Daniel Saldaña París's debut novel (published in 2013, before his 30th birthday), Among Strange Victims, heralds yet another distinctive, promising voice in Spanish-language literature. The first of Saldaña París's books to appear in English translation, Among Strange Victims is an anti-bildungsroman picaresque starring mid/late-twentysomething Rodrigo, a remarkably sketched protagonist who'd perhaps more closely resemble a ne'er-do-well were it not for his somehow charming philosophy of resignation, renunciation, and repudiation — a sort of post-capitalistic, ineffectual, millennial Bartleby.
Montesorri-educated Rodrigo, seemingly content to espy the empty lot beside his apartment (and the enigmatic hen that resides therein), collect already-steeped tea bags, and essentially live an ascetic life (much to the chagrin of his mother), nonetheless sees the world as it is, and, resultingly, wants and expects for naught. When he unwittingly marries his coworker Cecilia, little changes for him. Rodrigo's fortunes shift (or not), however, after losing his job and leaving Mexico City for his maternally populated hometown.
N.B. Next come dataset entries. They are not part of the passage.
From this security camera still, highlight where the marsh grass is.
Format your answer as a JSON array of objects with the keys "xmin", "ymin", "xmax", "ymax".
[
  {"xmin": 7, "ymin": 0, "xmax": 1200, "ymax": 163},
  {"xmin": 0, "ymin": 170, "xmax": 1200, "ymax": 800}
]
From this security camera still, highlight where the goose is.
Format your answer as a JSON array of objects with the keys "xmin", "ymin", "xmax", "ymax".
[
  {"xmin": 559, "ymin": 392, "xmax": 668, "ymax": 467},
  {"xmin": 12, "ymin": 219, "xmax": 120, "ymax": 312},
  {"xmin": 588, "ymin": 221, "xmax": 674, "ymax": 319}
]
Among Strange Victims doesn't dwell in lassitude or indolence, treated as we are to the story of a lost boxer-poet, an aesthetic philosopher set on writing the definitive biography of said enigma, and a has-been psychedelic itinerant hippie gringo con who, using the urine of his young female acolyte companion as catalyst, leads group meditation with the aim of deducing art trends of the future. Saldaña París's tale never strays into the surreal, though our young hero does encounter many a preposterous moment (such is his fate).
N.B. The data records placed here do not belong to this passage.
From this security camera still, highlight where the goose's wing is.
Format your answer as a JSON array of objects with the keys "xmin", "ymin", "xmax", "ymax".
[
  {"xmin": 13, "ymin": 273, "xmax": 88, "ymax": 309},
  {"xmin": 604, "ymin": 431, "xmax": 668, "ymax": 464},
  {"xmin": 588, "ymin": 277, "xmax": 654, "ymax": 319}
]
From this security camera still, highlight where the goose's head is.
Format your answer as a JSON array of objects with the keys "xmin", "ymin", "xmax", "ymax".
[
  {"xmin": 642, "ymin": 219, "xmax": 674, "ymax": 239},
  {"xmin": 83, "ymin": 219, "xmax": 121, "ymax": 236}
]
Shifting styles, Saldaña París's (debut!) novel works best when narrated by Rodrigo's first person account, though the third person portions show that what goes on within Rodrigo's exterior world is perhaps no less bizarre than what lies within. An imperfect outing, Among Strange Victims is nevertheless a fun, playful, weird, ambitious, imaginative, and impressive work. Saldaña París writes with a gifted and confident prose that is as much the star of this singular novel as its unforgettable characters and delighting plot. This young Mexican writer (and poet, too) is surely one to watch and if Among Strange Victims is but a harbinger of what's to come, then Saldaña París may well have a long, fruitful, and fantastic career ahead of himself. Recommended By Jeremy G., Powells.com
Synopses & Reviews
Rodrigo likes his vacant lot, its resident chicken, and being left alone. But when passivity finds him accidentally married to Cecilia, he trades Mexico City for the sun-bleached desolation of his hometown and domestic life with Cecilia for the debauched company of a poet, a philosopher, and Micaela, whose allure includes the promise of time travel. Earthy, playful, and sly, Among Strange Victims is a psychedelic ode to the pleasures of not measuring up.
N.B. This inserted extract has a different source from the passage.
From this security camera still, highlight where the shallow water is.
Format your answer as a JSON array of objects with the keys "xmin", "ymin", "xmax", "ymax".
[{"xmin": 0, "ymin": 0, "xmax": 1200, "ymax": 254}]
"Critics have drawn comparisons between París’s latest novel (his first to be translated in the United States) and the work of his blockbuster predecessor, Roberto Bolaño." Brooklyn Magazine
"In an easygoing, oddly entrancing style, París presents a meandering plot...but the events of the narrative pale in comparison to the surprising pleasure of the thoroughly offbeat prose....París has mastered the art of spinning an outlandish, entertaining tale." Booklist
"Saldaña París’s first novel to be translated Stateside is a leisurely story of slacking off that’s nicely conveyed in a sharp, cynical tone....Read this messy, shaggy picaresque for its ample page-by-page pleasures, which include devilishly clever syntax, a charming tendency to digress, and satisfying flashes of Rodrigo and Marcelo getting their act together." Publishers Weekly
"Full of odd twists and surprises. Among the high points are Saldaña París’ exasperated but affectionate paeans to ‘the immense, beautiful city’ that is Mexico’s capital. Though a study of slothfulness and its discontents, a welcome book on which the author has clearly expended energy." Kirkus Reviews
"His tools are brilliant syntax, the ability to achieve highly powerful, recurrent images, a set of relationships between the plot strands that are more than a forced structure, and humor, a corrosive humor that never leads to laughter, but is present in every phrase of the book, charged with relentless sardonic irony." Factorcritico
About the Author
Daniel Saldaña París (born Mexico City, 1984) is an essayist, poet and novelist whose work has been translated into English, French, and Swedish and anthologized, most recently in Mexico20: New Voices, Old Traditions
, published in the UK by Pushkin Press. Among Strange Victims is his first novel to appear in the US. He lives in Montreal.
Christina MacSweeney has an MA in literary translation from the University of East Anglia and specializes in Latin American fiction. She has also translated Valeria Luisellis novels, Faces in the Crowd and The Story of My Teeth, and essay collection, Sidewalks.